The Tiger's CageIn the beginning…

December 1992. I was a mom at home, raising three kids and an assortment of dogs. My husband made training videos for the FBI Academy, so we knew a lot of FBI people and talked a lot about the FBI culture. One night, I had a particularly vivid dream. The next morning, I said to my husband, “What if an in-charge, door-kicking FBI agent found his world spinning out of control because the drug gang he was investigating kidnapped his son. What would he do?”

To his eternal credit, my husband replied, “That’s a great story. You ought to write it.”

To which I responded, “Who me?”

Yes, me. My thinking was this: I read lots of general market mystery/suspense books from authors like Grisham, Clancy, and Patricia Cornwell. They all had a philosophy, a worldview, from which they wrote. I wanted to write a book like that but with a Christian thread. Not preachy. Just Christians in a real world.

So Larry started taking me over to the Academy and introducing me to people, and they started teaching me about all kinds of things, like firearms, probable cause, “the fruit of the poisoned tree,” surveillance, investigations, and so on. I’d always say, “Don’t tell me anything secret!” and they didn’t. They let me sit in on new-agent classes, taught me about gangs and death-scene investigations, and I filled notebooks with what I learned.

And I started writing, every day for four or five hours, once Larry went to work and the kids went to school. Our “family computer,” was a Commodore 64. It was so slow, I’d push “save” and go brush my teeth.

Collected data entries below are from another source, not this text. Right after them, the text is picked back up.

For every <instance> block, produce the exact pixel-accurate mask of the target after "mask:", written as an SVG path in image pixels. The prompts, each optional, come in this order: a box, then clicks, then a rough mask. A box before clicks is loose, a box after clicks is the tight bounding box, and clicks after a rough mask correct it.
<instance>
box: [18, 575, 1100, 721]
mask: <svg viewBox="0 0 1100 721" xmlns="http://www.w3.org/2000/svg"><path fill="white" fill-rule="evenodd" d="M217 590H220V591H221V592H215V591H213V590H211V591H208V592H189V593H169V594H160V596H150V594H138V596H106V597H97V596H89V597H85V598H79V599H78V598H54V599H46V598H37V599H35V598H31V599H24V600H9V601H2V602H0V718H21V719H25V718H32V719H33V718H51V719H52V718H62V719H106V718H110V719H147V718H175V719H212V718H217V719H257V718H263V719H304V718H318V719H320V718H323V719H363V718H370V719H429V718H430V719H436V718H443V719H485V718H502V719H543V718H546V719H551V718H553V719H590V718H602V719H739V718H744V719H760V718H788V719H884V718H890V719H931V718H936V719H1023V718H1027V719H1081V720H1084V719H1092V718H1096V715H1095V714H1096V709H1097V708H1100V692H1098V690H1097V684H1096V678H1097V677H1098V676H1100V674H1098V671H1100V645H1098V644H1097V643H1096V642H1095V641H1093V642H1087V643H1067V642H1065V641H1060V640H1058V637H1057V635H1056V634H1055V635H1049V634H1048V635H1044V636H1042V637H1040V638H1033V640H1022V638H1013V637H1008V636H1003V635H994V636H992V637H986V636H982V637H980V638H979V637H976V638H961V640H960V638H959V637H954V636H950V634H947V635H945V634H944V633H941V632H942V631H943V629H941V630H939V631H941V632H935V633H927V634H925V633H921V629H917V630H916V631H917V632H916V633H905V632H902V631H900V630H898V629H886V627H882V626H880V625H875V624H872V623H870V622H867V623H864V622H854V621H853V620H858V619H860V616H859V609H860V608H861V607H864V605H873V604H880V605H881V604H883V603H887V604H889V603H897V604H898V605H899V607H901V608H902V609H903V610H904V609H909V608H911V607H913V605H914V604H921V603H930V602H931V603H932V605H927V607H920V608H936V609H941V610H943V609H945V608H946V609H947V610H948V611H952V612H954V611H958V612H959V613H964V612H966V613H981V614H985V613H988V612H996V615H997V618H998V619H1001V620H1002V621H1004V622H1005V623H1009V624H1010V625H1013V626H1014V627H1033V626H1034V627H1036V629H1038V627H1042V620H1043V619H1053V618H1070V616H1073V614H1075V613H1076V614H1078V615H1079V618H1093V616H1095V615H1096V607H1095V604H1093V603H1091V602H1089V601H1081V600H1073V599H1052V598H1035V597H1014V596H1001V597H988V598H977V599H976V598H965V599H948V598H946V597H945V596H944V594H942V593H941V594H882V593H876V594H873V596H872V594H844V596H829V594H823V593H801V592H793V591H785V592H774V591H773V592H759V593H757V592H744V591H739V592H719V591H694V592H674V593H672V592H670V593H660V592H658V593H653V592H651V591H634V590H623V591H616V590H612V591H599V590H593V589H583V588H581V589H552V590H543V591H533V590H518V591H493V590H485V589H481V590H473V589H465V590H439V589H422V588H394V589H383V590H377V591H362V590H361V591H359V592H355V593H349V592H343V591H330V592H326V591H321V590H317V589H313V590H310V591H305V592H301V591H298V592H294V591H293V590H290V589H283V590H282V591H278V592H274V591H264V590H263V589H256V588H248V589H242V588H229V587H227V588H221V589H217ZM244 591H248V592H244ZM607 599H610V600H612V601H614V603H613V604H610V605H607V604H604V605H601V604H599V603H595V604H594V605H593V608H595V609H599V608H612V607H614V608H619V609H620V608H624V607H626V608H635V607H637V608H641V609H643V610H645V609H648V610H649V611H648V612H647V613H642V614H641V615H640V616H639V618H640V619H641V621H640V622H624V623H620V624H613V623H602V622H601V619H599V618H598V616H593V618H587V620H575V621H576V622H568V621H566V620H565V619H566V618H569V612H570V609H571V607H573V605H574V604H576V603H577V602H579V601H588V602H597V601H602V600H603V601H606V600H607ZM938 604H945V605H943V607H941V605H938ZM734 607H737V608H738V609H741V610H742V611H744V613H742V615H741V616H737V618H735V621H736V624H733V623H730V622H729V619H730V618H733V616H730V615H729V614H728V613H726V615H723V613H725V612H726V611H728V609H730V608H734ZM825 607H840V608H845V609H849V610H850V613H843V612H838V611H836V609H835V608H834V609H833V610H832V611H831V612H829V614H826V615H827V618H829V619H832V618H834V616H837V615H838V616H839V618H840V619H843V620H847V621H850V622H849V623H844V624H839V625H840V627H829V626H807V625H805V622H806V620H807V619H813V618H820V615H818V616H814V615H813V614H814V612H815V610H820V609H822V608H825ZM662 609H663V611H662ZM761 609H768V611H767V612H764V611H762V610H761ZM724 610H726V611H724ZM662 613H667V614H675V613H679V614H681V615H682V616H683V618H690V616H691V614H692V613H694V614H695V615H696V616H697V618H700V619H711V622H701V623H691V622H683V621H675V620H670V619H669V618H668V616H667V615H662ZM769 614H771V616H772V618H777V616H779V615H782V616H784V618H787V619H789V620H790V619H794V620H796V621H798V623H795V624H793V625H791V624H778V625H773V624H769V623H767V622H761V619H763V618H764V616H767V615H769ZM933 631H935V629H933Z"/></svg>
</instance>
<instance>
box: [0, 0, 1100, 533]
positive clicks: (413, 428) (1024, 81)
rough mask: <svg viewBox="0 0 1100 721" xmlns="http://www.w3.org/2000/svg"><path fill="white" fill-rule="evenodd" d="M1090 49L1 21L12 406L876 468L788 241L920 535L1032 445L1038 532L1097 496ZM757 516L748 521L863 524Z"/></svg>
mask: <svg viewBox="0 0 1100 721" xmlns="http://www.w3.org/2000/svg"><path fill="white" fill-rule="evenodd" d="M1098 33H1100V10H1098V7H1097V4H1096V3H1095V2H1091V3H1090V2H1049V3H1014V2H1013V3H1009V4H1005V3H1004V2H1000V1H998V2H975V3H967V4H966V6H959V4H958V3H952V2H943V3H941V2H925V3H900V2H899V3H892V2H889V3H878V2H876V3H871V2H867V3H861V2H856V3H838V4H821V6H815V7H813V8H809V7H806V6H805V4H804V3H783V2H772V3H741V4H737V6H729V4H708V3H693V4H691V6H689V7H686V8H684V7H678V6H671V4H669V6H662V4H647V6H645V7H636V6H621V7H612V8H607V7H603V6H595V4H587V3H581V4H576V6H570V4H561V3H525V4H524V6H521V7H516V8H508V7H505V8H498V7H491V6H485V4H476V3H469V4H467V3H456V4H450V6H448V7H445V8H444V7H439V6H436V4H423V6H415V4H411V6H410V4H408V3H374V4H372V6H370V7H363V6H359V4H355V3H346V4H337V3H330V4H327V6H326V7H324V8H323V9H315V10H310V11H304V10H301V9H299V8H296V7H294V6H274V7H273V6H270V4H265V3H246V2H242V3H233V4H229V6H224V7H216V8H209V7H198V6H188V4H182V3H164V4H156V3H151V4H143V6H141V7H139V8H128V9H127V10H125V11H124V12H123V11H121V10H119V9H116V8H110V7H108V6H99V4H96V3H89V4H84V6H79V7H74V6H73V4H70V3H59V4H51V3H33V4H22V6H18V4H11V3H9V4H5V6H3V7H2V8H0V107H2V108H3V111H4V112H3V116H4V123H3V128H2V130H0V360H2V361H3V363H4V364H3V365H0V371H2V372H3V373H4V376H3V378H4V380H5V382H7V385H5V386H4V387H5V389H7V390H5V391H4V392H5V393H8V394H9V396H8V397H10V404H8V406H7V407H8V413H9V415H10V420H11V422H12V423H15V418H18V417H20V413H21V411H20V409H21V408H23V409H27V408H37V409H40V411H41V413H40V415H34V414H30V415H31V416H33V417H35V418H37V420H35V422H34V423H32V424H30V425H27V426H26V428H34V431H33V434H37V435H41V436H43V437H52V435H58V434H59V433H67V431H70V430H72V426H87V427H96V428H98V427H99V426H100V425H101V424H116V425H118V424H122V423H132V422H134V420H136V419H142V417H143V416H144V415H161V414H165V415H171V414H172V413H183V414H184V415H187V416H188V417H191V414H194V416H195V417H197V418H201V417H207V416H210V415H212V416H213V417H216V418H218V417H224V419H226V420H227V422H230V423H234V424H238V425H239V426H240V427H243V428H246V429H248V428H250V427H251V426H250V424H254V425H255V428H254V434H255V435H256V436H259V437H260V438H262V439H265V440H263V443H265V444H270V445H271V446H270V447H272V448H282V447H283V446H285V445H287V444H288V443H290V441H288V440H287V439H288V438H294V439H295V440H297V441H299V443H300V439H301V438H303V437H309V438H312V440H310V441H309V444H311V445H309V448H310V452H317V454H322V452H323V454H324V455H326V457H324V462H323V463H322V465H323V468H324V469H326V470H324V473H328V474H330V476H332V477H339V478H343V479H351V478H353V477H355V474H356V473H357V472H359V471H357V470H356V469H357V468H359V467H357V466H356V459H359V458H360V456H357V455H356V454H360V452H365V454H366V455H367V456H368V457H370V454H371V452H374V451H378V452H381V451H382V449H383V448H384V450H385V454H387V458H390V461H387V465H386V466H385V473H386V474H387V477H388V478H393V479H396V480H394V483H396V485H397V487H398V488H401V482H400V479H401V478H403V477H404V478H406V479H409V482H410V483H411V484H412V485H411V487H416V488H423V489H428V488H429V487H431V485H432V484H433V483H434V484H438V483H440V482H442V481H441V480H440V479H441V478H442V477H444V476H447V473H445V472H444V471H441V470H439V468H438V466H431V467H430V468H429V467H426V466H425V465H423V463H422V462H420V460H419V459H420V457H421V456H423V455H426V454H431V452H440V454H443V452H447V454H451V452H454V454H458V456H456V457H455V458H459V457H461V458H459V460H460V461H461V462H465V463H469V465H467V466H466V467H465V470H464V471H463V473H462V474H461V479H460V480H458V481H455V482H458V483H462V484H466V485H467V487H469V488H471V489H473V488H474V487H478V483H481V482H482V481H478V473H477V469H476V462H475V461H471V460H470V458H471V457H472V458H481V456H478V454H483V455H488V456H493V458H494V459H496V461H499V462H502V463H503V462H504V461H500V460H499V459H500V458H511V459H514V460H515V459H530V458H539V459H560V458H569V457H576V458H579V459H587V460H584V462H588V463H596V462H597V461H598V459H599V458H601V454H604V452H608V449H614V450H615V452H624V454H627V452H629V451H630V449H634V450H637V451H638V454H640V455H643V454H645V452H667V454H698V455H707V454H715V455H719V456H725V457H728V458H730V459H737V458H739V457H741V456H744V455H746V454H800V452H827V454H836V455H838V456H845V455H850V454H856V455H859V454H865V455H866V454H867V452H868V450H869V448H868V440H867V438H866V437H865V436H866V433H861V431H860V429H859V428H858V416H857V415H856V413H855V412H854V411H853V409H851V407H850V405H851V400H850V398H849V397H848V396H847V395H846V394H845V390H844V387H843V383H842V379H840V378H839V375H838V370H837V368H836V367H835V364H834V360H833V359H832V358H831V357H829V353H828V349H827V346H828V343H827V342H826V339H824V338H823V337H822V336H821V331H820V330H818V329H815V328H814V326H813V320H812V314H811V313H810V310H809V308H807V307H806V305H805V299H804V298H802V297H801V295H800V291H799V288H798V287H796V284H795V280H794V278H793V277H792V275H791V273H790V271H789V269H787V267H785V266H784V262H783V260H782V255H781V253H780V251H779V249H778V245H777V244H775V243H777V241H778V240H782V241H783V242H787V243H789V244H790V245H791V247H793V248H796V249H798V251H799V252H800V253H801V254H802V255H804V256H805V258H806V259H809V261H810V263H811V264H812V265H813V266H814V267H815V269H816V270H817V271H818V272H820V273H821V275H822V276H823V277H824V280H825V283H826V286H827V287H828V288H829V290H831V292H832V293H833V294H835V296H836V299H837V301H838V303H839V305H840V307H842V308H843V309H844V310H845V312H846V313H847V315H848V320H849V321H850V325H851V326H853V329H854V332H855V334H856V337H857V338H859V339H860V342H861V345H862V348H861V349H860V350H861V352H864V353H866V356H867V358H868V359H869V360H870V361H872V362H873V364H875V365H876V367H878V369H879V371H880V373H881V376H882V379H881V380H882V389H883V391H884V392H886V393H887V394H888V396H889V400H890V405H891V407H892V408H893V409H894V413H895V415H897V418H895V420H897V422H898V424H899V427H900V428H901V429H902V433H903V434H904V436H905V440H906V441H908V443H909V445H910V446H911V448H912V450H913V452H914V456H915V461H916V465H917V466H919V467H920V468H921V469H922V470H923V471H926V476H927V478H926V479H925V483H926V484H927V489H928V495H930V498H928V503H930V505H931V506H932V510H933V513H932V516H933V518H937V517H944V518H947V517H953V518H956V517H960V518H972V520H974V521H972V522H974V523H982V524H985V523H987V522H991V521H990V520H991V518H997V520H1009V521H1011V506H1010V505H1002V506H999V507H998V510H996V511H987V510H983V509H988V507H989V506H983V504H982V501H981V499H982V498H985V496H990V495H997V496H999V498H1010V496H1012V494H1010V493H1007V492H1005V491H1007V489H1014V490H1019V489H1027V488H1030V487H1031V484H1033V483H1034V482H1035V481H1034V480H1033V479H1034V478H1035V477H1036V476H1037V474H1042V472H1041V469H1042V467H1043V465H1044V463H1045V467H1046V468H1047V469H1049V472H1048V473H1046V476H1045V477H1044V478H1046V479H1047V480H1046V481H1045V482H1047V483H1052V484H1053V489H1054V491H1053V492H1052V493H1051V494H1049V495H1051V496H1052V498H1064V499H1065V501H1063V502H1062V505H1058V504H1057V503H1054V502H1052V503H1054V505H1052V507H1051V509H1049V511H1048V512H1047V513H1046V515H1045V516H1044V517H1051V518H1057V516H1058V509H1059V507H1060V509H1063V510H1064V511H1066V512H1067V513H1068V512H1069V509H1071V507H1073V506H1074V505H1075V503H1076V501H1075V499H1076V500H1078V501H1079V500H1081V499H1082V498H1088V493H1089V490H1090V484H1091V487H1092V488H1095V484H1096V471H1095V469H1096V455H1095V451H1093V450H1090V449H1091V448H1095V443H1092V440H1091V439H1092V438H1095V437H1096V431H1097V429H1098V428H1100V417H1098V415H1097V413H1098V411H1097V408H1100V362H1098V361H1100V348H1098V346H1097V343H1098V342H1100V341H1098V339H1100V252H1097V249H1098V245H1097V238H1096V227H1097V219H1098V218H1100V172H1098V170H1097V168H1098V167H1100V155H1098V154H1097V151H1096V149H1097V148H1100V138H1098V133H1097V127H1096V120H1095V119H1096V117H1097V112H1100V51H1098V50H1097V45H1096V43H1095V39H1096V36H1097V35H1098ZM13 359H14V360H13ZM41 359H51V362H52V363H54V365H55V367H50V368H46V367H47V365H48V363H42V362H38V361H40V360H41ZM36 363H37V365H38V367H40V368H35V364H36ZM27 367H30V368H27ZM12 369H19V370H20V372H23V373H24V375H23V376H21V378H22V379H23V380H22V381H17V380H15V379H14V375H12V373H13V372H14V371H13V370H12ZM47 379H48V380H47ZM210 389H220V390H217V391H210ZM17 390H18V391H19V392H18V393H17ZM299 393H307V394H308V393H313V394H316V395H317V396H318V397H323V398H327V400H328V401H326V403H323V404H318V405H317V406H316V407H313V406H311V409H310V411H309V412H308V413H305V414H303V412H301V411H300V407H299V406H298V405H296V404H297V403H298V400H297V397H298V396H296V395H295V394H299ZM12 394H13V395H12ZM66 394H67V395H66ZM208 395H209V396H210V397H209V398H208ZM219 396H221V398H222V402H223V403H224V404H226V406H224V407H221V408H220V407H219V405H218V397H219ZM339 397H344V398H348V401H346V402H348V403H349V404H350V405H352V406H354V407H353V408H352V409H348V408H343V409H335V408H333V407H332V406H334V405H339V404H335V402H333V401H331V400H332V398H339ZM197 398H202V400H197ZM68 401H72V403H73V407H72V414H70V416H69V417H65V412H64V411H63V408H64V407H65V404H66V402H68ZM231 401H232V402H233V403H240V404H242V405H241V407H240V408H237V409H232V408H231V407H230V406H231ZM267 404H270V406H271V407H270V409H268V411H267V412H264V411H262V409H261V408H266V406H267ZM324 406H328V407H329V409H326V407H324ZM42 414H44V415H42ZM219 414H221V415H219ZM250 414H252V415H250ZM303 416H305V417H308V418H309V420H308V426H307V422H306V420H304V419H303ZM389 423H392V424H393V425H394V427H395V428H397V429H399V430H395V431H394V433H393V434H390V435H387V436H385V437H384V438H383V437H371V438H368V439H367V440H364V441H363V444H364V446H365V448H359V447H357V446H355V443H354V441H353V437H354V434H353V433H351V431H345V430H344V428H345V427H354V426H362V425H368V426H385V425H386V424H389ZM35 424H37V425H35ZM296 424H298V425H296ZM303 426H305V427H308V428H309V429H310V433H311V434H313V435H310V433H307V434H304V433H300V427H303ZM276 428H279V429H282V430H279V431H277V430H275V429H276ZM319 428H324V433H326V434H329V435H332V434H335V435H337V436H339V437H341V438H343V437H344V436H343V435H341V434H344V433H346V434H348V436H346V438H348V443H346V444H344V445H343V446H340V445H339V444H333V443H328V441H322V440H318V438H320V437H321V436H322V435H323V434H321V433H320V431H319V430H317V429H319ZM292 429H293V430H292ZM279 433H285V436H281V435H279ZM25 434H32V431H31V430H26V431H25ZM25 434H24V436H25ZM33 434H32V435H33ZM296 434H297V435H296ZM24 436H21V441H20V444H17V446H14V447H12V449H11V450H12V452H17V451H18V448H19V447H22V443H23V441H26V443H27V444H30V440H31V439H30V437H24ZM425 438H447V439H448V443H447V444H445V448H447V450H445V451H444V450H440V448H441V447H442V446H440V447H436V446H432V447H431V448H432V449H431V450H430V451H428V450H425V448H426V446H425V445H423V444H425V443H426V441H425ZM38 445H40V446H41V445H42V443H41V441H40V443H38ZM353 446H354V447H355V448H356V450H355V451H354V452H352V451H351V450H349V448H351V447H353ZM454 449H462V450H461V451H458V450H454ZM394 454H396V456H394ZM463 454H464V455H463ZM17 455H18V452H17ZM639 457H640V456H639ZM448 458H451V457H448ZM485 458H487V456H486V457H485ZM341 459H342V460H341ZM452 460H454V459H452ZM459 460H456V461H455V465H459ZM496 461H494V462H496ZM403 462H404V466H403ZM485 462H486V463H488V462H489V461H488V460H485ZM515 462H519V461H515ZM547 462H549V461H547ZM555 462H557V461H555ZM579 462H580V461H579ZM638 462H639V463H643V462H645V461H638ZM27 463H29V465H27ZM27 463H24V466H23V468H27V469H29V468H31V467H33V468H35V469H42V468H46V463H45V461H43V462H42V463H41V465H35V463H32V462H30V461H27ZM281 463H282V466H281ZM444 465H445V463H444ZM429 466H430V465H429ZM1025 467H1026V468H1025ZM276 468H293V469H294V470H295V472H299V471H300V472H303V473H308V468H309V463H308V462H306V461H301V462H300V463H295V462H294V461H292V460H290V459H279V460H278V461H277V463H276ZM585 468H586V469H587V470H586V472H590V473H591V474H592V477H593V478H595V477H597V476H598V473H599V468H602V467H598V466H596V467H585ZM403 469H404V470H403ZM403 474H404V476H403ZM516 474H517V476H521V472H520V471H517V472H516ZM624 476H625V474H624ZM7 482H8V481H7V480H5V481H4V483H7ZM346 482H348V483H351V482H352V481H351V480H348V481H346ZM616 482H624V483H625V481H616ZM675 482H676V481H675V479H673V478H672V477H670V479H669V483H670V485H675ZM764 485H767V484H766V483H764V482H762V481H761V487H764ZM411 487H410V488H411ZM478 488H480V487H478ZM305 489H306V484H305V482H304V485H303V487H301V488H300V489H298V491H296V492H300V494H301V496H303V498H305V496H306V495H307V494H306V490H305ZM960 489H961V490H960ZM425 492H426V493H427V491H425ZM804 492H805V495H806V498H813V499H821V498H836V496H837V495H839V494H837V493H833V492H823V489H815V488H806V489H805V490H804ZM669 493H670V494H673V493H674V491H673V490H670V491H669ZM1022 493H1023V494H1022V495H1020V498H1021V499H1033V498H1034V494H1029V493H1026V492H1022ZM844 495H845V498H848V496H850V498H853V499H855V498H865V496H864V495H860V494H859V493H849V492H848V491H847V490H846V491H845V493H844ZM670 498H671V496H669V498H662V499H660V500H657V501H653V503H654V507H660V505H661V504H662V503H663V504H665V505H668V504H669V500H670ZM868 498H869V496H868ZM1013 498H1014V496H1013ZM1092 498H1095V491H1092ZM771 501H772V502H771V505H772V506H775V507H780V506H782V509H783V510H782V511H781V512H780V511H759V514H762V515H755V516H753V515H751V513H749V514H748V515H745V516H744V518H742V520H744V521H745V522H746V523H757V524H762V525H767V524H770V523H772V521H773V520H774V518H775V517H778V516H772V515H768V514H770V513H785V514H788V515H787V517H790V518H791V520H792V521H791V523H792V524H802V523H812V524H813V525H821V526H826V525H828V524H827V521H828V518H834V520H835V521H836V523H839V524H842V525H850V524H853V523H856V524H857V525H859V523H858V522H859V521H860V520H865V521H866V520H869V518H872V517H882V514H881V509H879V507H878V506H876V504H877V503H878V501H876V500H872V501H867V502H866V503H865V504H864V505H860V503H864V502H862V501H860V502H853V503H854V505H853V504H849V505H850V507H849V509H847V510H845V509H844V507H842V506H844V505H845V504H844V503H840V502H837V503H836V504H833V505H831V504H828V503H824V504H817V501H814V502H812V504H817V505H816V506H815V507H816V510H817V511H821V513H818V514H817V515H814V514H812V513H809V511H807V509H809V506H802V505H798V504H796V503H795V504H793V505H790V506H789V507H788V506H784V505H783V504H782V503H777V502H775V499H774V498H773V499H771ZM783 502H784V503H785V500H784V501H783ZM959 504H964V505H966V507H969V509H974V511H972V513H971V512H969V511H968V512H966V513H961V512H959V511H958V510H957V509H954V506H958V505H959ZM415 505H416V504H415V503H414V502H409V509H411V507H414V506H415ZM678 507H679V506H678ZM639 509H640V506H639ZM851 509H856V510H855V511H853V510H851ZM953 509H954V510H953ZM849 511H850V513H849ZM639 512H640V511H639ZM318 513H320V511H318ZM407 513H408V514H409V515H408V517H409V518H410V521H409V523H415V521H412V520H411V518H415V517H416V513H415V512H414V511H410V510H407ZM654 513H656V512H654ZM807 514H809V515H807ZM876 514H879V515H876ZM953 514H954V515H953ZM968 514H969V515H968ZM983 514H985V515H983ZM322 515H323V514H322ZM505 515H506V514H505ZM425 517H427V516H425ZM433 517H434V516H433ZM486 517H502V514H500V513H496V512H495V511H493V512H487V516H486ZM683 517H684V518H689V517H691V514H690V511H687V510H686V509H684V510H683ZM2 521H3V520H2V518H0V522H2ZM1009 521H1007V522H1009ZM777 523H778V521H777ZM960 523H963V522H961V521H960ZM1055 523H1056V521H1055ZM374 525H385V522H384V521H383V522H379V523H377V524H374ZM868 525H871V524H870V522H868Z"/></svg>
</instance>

When Larry saw I was serious, he bought me a “real” computer. An agent named Amelia took me under her wing. When I got stuck, I’d call her, and she’d tell me what she’d do in the circumstance I was describing.

By the end of the year, I had a story on my hard drive.  And not just a story, a believable, gripping, intense novel that caught the attention of some important people, first in New York, and then in Nashville.

Through circumstances beyond my control, that novel never got picked up by a publisher. Four books and twenty-some years later, I decided The Tiger’s Cage was too good to stay in a drawer. I pulled it out, and in 2016, my husband and I Indie-published it.

For some readers, it’s their favorite of all my books. It is intense. Violent in some places, edgy in others. It will keep you up at night. But I praise God for that first, middle-of-the-night idea, for my husband’s encouragement, for the help of all those agents, and for the support of my parents and so many others, including Marlene Bagnull of the Greater Philadelphia Christian Writers Workshop.

I guarantee, if you read The Tiger’s Cage, you will not forget the Donovan family.